Dyson Technologies has been handed a £1.2 million fine after a worker at its Wiltshire site narrowly escaped being crushed by a 1.5 tonne milling machine.
The employee, who was moving the machine at the tech firm’s site at Tetbury Hill in Malmesbury on 27 August 2019, sustained head and chest injuries after it fell on top of him.
Barry Miles, the injured worker, managed to avoid being crushed under the machine’s weight only because it landed on a stack of apprentices’ toolboxes and the handle of a neighbouring lathe, the Health and Safety Executive (HSE) found when it investigated.
The HSE concluded that the global technology firm had failed to provide suitable and sufficient information, instruction and training for workers who were moving the milling machine.
The tech firm had also failed to adequately assess the task of moving the machine and devise a safe system of work to ensure it was completed safely.
Swindon Magistrates’ Court was told on 25 July that two employees in the workshop support team were moving a large milling machine in the prototyping department when the incident took place.
The department, which uses a range of techniques to research and develop new technologies, product designs and manufacturing capabilities, contains several milling machines and lathes in its workshops, the court was told.
Although the movement of certain machinery was contracted out to external specialist lifting companies, the workshop support team would respond to requests for the internal movement of machinery, including manual milling machines.
On the day of the incident, workshop support team supervisor Keith Cambridge received an email requesting the movement of the 1.5 tonne milling machine. He had wanted to use a forklift truck but this required 72 hours’ notice to be given to the firm’s central health and safety department with a written risk assessment.
However, the court was told that ‘he had no training in completing risk assessments of this type’. In the event, the time-scale meant this option wasn’t available and it would also have been difficult to use a forklift in the space where the machinery was located.
Instead, Cambridge and Miles used a method that involved the use of two sets of three-tonne jacks, a five-tonne jack, one steering skate and two roller skates, and a number of wooden blocks.
The court was told, however, that ‘neither of them had ever been trained in the process of moving machinery’. Also no risk assessment, method statement or lifting plan had been prepared by a competent person for the machinery’s movement.
The two employees had tried to lift the heavy machinery using the five-tonne jack and were in the process of replacing two fixed roller skates with several wooden blocks when the machine toppled over and struck Miles.
He sustained rib and shoulder injuries as well as a wound to his head. The court was told that had the machine toppled over completely, it was likely that Miles would have died or sustained life-changing injuries.
Dyson Technologies of Tetbury Hill, Malmesbury, Wiltshire pleaded guilty to breaching s 2(1) of the Health and Safety at Work Act 1974.
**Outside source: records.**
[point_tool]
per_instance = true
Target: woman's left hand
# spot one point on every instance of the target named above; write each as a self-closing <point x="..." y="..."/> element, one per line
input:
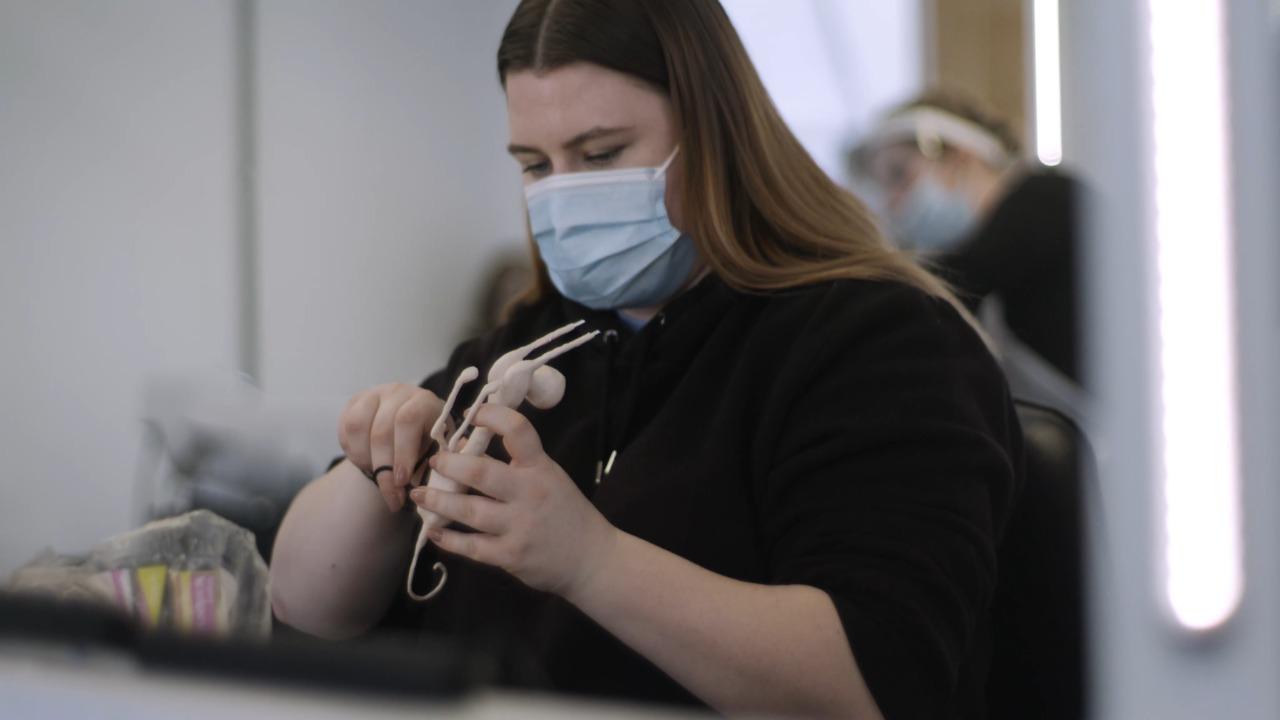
<point x="530" y="520"/>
In pleading guilty, Dyson Technologies said company policies had been in place to reduce risks but these were not followed at a local level.
The tech firm submitted that at the time of the offence, the company policy for the movement of machinery was that it either had to be done using a forklift, which required a risk assessment, or it was contracted out to external contractors.
However, when Dyson Technologies was pressed, it accepted ‘that there was no such policy in existence at the time’, although one has now been put in place, the court was told. The company accepted that there had been no specific policy covering the in-house movement of large milling machines and that ‘jacks and other equipment were made available to employees to move heavy equipment without the requirement for risk assessments, training or supervision’.
District judge Joanna Dickens concluded that the tech firm ‘fell far short of the appropriate standard’ and agreed with the prosecution that it was high culpability. She also said that the case fell into the top category of harm risked because the incident ‘could have caused death or very serious injury’. The judge added that the likelihood of harm occurring was medium.
Concluding that the offence fell within high culpability with harm category 2, the district judge said that Dyson Technologies’ turnover for 2021 was £4.9 billion, which made it a large company. The starting point for this would be £1.1 million with a range of £550,000 to £2.9 million.
However, she decided to move the case up to harm category 1 in the high culpability bracket, with a starting point of £2.4 million and a range of £1.5 million to £6 million.
Considering that there were no aggravating features, she took into account the tech firm’s mitigating factors, including its excellent safety record, full co-operation with the HSE investigation and early guilty plea before reducing the fine.
Handing down the sentence via video link on 3 August, the district judge ordered Dyson Technologies to pay a £1.2 million fine plus £11,511 in costs.
Representing Dyson Technologies, Ben Compton QC told the court that the tech firm had taken immediate steps to resolve the situation after the incident and had introduced a new training programme and risk assessment system.
‘This incident could have been fatal,’ said HSE inspector James Hole. ‘Those in control of work have a duty to assess the risks, devise safe methods of working and to provide the necessary information, instruction and training to their workforce.’